Chuck Close seems very obvious in some ways. All his works are portraits, close up full-frontal faces of his friends, family and acquaintances, many of whom are at least as famous as he is - Philip Glass, John Chamberlain, Alex Katz, Lucas Samaras. His methods and techniques are vastly diverse and the exhibition described, explained, and demonstrated them to reveal the secrets and incredibly complex processes involved in getting the prints to look as they do. The unifying characteristic of his work is his use of a grid system to transfer a smaller image, usually a photograph, to a larger scale. He draws a grid over the smaller image and creates an equivalent grid on the larger blank sheet of paper or canvas, then reproduces each smaller rectangle in the larger one. I think most people learn this technique sometime in elementary school and we know it is the basis of many mechanical reproductive processes. The little squares that make up the image are analogous to the pixels that show up unwelcome when we try to enlarge our digital photographs too much.

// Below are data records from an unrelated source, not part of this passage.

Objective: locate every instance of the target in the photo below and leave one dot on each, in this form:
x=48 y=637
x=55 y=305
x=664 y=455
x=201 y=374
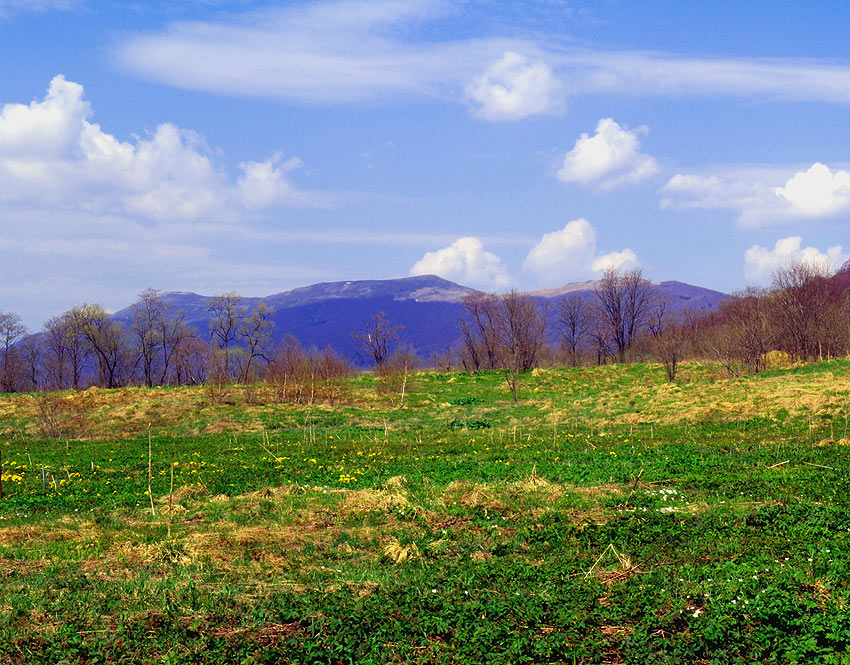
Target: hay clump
x=398 y=553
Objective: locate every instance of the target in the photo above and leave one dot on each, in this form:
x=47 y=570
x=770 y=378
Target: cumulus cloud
x=608 y=158
x=51 y=155
x=761 y=262
x=570 y=254
x=754 y=193
x=817 y=192
x=464 y=261
x=514 y=88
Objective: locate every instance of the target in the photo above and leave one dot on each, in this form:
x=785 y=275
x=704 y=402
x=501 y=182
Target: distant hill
x=428 y=307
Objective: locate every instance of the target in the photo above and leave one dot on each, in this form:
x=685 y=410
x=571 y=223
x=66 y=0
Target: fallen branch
x=821 y=466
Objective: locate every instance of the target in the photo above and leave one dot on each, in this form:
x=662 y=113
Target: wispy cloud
x=9 y=7
x=351 y=50
x=761 y=262
x=52 y=156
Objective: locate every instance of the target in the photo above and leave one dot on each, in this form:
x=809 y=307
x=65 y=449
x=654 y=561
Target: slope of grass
x=608 y=517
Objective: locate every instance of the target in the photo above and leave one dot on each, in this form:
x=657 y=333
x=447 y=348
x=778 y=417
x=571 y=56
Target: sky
x=228 y=145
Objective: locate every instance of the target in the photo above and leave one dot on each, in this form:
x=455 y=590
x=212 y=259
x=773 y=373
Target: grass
x=608 y=518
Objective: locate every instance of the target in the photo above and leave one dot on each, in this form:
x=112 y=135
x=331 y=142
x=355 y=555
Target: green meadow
x=609 y=517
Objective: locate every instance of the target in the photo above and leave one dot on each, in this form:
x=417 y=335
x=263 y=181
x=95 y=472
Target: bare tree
x=478 y=331
x=12 y=330
x=375 y=337
x=146 y=329
x=228 y=311
x=573 y=325
x=624 y=299
x=670 y=345
x=65 y=352
x=32 y=349
x=520 y=334
x=744 y=334
x=800 y=302
x=394 y=374
x=107 y=341
x=256 y=332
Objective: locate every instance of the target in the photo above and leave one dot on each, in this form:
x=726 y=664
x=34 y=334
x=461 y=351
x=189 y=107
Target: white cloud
x=514 y=88
x=754 y=192
x=608 y=158
x=570 y=254
x=464 y=261
x=817 y=192
x=52 y=156
x=760 y=262
x=348 y=50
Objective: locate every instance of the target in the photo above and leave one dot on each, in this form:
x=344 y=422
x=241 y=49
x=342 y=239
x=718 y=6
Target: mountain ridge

Close does not reproduce the drawn lines of the image; rather he fills in the rectangles with a range of grey or black or a bit of color. From a distance you see the face, but when you move close up the bits of color or shade are all you see. This is actually comparable to the experience of moving closer to many oil paintings; as you get closer the image is replaced, if you’re lucky, by brush strokes of rich color and texture all their own. I love this juxtaposition of image with paint texture.

Close has experimented extensively with the way the grid is reproduced, using fingerprints, pulp paper, and other materials to fill in the little rectangles. All of this is fascinating as one explores the various ways the photographic portrait can be transferred.

But I’m writing about the exhibition because I keep thinking of Close’s later paintings and prints in which the relatively large grid rectangles contain swirls of color rather than a single hue or shade. In most of Close’s work the experience of coming closer to it is like that of seeing your photograph pixillate; the person is still there, but the image has degraded so that the person disappears and you move back in order to see him or her again. In these later works you approach the object, somehow believing that you’ll be able to see the person more clearly, and instead the person disappears into an abstract painting. Every time that happens, and since I keep trying to see the person more clearly it happens a lot, I feel a little stab of pain. Rather than just disappearing, it feels like the person is eliminated, converted into a non-human abstraction, and never really was there. The swirls of paint are wonderfully colorful and the abstraction has a gestural liveliness, but I never want to look at it very long; I have to move back and try to bring the person back. This contrast between representation and abstraction, portraiture and pure painting, an image of reality and a total non-reality, haunts, touches and fascinates. While it is possible to imagine this experience, I’m not sure that it can be duplicated through reproductions on computer or in a book because the scale and the texture of the works play a role in the response.

Recently Close has been converting the photographic images –daguerreotypes, actually - into jacquard weavings (done in a French weaving facility) through a complex process. Although these works use the same system of breaking down an image into the tiny bits that make it up and reproducing the image on a far larger scale, the woven faces are so detailed, the bits of information are so tiny, that they much more like straightforward photographic reproductions than most of his work. For me they thus cannot carry the same impact as the paintings and prints, even when the jacquard portrait is of Brad Pitt.